The team of archaeologists working on the site has published its findings and theories in the Cambridge University Press archaeological journal Antiquity in the paper entitled “A large fifth-millennium BC cemetery in the subarctic north of the Baltic Sea.”
Archaeologists were initially unsure whether the pits were graves, hearths, or a combination of the two. To determine the nature, the team examined the contents and sizes of the pits and compared them to hundreds of Stone Age graves in 14 cemeteries. The archaeologists were then able to determine that at least 44 of these could have housed human burials. Furthermore, the pits’ rounded-edge rectangular shape, red ochre traces, and occasional artifacts suggest that they were graves.
The authors note in the study that Tainiaro should be considered a cemetery despite no skeletal material surviving in the area was found.
Their research paper mentions, “Despite the absence of skeletal evidence, dozens of fifth-millennium BC pits have been tentatively interpreted as burials… Many of the pits are consistent in form with those used for inhumation at contemporaneous sites suggesting that Tainiaro is one of the largest Stone Age cemeteries in northern Europe and raising questions about the cultural and subsistence practices of prehistoric societies in the subarctic.”

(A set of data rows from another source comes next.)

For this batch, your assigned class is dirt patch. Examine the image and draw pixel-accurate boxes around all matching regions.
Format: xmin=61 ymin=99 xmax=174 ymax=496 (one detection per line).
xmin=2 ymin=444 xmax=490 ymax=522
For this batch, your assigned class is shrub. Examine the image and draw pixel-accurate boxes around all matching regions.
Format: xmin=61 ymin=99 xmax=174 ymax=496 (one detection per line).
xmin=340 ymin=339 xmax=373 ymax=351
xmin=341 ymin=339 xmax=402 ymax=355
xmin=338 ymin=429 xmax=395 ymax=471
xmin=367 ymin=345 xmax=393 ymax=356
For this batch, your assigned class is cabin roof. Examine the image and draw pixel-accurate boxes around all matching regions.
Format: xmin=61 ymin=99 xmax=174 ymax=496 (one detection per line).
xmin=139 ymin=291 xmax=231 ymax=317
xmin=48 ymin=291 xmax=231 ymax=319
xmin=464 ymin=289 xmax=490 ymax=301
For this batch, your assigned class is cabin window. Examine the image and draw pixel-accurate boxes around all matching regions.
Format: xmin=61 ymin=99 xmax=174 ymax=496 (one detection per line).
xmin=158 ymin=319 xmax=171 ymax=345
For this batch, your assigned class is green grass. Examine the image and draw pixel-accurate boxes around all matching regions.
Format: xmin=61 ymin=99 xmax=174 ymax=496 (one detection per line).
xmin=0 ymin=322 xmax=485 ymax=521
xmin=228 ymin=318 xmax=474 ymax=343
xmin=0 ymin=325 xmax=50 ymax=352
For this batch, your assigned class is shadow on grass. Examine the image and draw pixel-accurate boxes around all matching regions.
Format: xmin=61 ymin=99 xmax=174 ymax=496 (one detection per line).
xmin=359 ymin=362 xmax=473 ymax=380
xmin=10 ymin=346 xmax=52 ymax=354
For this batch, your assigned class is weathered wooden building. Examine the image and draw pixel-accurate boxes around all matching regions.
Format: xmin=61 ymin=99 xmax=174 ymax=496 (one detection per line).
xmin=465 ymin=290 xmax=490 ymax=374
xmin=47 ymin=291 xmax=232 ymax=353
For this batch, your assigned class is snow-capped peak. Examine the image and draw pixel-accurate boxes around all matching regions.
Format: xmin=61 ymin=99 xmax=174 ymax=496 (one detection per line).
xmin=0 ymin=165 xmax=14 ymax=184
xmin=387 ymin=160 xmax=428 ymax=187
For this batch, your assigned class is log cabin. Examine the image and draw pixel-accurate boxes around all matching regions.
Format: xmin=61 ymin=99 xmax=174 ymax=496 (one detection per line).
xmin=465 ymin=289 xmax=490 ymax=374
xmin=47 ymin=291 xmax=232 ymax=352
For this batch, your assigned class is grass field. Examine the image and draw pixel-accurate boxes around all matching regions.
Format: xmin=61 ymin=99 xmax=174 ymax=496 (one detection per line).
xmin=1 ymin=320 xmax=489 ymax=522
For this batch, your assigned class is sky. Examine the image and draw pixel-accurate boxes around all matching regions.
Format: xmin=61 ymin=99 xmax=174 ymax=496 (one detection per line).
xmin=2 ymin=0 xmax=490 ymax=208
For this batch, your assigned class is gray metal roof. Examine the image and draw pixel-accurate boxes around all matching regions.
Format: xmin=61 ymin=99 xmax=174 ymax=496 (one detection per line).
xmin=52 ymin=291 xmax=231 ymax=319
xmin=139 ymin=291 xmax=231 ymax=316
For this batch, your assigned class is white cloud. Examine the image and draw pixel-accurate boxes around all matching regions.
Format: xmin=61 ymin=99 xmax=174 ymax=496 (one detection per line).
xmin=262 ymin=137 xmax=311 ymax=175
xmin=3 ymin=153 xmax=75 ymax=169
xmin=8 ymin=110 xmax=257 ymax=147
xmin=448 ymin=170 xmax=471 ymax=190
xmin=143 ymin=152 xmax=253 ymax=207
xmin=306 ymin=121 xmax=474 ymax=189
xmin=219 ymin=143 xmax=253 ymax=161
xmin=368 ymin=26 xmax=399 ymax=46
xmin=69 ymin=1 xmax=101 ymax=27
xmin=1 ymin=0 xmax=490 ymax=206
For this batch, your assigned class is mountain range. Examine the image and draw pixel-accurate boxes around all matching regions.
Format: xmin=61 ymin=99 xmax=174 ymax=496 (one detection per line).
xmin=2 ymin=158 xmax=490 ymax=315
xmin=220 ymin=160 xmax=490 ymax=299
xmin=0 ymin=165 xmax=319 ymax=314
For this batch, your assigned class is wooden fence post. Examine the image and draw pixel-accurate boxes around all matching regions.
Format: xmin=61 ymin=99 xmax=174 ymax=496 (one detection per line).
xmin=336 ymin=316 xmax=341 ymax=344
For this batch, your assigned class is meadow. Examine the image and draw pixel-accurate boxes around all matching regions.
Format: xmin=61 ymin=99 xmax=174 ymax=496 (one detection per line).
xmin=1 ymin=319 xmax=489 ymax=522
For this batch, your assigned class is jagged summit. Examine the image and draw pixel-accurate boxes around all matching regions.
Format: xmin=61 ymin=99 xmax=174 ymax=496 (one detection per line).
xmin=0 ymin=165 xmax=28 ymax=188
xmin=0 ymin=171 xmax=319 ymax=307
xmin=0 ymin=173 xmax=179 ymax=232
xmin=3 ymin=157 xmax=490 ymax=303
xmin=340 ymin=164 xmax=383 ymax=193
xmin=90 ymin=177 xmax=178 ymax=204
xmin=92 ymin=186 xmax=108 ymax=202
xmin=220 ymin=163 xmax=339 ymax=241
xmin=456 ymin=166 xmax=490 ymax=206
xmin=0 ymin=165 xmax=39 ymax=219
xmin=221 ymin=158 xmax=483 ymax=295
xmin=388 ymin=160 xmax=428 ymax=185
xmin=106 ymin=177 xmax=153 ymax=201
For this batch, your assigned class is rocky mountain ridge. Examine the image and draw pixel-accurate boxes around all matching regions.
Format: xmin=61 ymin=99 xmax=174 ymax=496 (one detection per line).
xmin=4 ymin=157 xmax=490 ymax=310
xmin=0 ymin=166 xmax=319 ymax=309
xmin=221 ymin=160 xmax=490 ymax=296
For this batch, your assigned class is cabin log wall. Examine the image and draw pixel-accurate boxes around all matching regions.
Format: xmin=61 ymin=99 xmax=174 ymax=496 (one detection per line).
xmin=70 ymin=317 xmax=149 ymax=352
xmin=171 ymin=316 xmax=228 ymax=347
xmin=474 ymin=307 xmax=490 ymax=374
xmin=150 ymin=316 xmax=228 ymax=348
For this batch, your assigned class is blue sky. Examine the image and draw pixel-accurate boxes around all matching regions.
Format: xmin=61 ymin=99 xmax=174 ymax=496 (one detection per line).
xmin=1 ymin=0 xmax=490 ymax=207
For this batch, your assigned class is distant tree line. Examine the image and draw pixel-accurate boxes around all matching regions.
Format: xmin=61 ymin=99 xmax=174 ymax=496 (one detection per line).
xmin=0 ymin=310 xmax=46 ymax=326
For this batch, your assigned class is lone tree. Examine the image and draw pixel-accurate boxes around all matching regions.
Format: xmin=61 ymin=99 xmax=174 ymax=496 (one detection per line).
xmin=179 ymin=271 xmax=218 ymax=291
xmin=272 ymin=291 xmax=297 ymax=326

While elsewhere it would have been possible to find human remains in these pits, which would have confirmed the Stone Age cemetery hypothesis, the soil in Finland is so acidic that nothing organic buried in the ground could survive for more than a thousand years.
” We’re talking more than six millennia here. So the outlines of pits and their inner traces are all that local archaeologists have to go by. But there was not even a map of the place,” Aki Hakonen, an archaeologist with the University of Oulu in Finland and one of the authors of the paper, said in a statement to Newsweek.
Archaeologist Aki Hakonen, who led the team, explains that based on the burial pit shapes at other areas, the dead in Tainiaro could have been buried on their sides or backs, with bent knees. He notes that furs could have been present and that the dead could have been wrapped in the skins of seals. Hakonen also notes that red ochre and grave goods may have been mixed into the fill dirt or the grave.
Excavations have only been done on one-fifth of Tainiaro. This means that the number of graves could actually be more than 200.